The phenomenon of mass incarceration changed criminal justice in important ways, particularly with sentencing policies. Ever younger defendants, treated as adults, received sentences that amounted to life. For many non-homicide crimes, courts handed out sentences longer than for homicide crimes.
A report on “The Second Look Movement: A Review of the Nation’s Sentence Review Laws” by the Sentencing Project detailed a California case, People v. Contreras, that resulted in a sentence of 50-years-to-life for kidnapping and sexual offenses and in which no one had died.
Such sentencing policies — and the irreversibily of the convictions — have produced an ever bigger and an everolder prison population, said the report. Motivated by the high cost of housing such populations, legislators and courts began to consider judicial review as a means to reassess lengthy sentences, starting a movement called “Second Look.”

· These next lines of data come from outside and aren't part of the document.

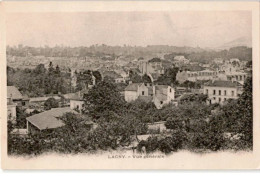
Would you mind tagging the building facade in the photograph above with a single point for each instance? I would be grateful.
(219, 91)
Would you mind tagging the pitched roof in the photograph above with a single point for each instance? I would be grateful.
(159, 87)
(155, 76)
(161, 97)
(48, 119)
(221, 83)
(132, 87)
(146, 99)
(14, 93)
(156, 59)
(39, 99)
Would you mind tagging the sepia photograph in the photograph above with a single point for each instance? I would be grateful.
(127, 84)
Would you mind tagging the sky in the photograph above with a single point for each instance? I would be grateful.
(178, 28)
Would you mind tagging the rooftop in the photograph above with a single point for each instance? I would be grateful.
(48, 119)
(132, 87)
(14, 93)
(156, 59)
(221, 83)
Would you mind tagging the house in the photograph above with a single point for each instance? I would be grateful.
(160, 95)
(134, 90)
(180, 61)
(11, 109)
(152, 66)
(194, 76)
(39, 101)
(219, 91)
(16, 96)
(47, 120)
(77, 101)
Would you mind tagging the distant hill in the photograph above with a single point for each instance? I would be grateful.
(242, 41)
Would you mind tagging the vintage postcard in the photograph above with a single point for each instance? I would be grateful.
(129, 85)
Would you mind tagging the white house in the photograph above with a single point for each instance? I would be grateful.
(135, 90)
(11, 109)
(160, 95)
(219, 91)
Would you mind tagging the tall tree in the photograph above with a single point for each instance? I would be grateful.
(102, 98)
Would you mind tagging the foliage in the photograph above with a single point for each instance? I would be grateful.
(169, 77)
(84, 79)
(39, 81)
(103, 97)
(200, 98)
(51, 103)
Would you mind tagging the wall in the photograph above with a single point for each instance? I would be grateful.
(76, 104)
(130, 96)
(222, 96)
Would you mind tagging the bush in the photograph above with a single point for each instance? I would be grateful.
(51, 103)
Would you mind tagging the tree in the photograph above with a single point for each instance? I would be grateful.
(97, 75)
(50, 69)
(200, 98)
(57, 70)
(169, 77)
(146, 79)
(40, 69)
(103, 97)
(51, 103)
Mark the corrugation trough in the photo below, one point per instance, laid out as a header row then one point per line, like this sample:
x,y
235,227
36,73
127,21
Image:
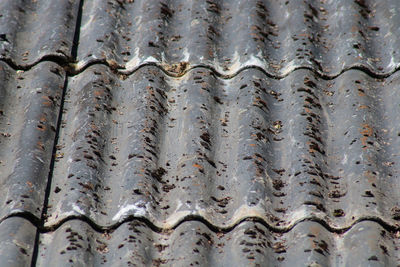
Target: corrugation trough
x,y
228,35
199,132
29,107
167,148
193,244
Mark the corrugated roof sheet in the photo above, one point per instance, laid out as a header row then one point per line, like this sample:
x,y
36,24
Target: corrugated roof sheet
x,y
199,133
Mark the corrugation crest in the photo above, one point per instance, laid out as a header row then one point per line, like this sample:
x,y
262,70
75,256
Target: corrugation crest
x,y
17,239
226,35
166,149
29,107
192,243
32,30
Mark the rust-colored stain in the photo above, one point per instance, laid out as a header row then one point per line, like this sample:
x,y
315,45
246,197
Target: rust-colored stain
x,y
370,177
366,131
48,102
98,93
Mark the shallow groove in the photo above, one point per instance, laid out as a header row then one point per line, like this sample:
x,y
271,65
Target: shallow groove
x,y
49,179
72,70
195,218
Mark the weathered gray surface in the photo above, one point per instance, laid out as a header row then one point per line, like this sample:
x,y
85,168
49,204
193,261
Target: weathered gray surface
x,y
193,244
31,30
167,148
29,108
277,36
275,122
17,241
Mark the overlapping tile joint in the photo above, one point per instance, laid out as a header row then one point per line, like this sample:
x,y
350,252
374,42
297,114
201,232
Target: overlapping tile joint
x,y
212,133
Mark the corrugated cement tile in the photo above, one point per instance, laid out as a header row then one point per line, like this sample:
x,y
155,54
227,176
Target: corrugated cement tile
x,y
17,240
278,36
29,108
193,244
166,149
31,30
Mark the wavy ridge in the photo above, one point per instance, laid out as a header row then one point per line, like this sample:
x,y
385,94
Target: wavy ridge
x,y
195,218
72,69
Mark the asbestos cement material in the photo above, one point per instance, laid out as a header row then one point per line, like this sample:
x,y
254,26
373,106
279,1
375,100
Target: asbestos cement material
x,y
166,149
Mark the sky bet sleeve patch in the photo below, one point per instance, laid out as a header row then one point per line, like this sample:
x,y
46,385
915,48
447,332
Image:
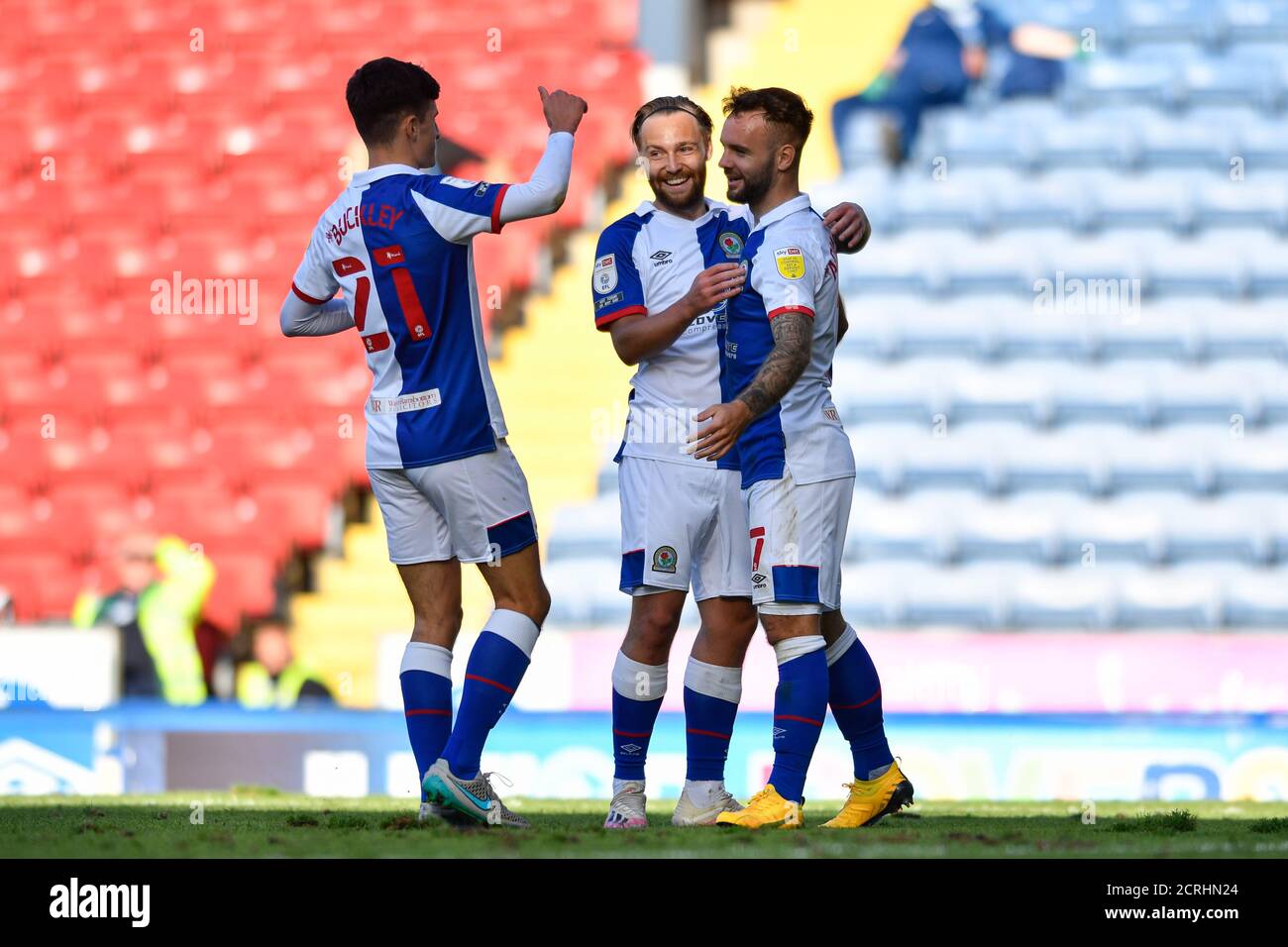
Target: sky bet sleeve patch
x,y
791,262
605,273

The report defined “Second Look” as “Legislation authorizing judges to review sentences after a person has served a lengthy period of time has been referred to as a second-look law and more colloquially as ‘sentence review.’”
The report outlined two U.S. Supreme Court decisions as having helped the movement: Graham v. Florida in 2010, and Miller v. Alabama in 2012.
Graham deemed unconstitutional Juvenile Life Without Parole (JLWOP) sentences imposed for nonhomicide offenses because states must give youth offenders a “meaningful opportunity to obtain release based on demonstrated maturity and rehabilitation.” The report said the ruling remained very small in scale, applying only to 123 incarcerated persons.
Somewhat larger in scale, the Miller ruling brought relief to about 2,000 persons incarcerated with JLWOP sentences. Miller pronounced mandatory JLWOP sentences for homicide as “cruel and unusual punishment.” Miller, though, did not prohibit the LWOP sentences for adults, said the report. The case also created a standard called “Miller factors” of “mitigating and transient factors of youth” that required judges to consider young defendants as “permanently incorrigible” before imposing the most severe sentence of life without parole.
To support the movement for reform, The Sentencing Project said it started the Second Look Network in 2023, with members including a variety of legal professionals and mitigation specialists who delivered direct postconviction representation to incarcerated persons. Groups as dissimilar as Fair and Just Prosecution, a network of local prosecutors, and the National Association of Criminal Defense Lawyers have come to play important roles. Many public defender offices and law school clinics have also joined.
According to the report, a list of over 100 contributors included the American Bar Association, the Council on Criminal Justice’s Task Force on Long Sentences, and the National Academies of Sciences, which researched racial disparities in incarceration.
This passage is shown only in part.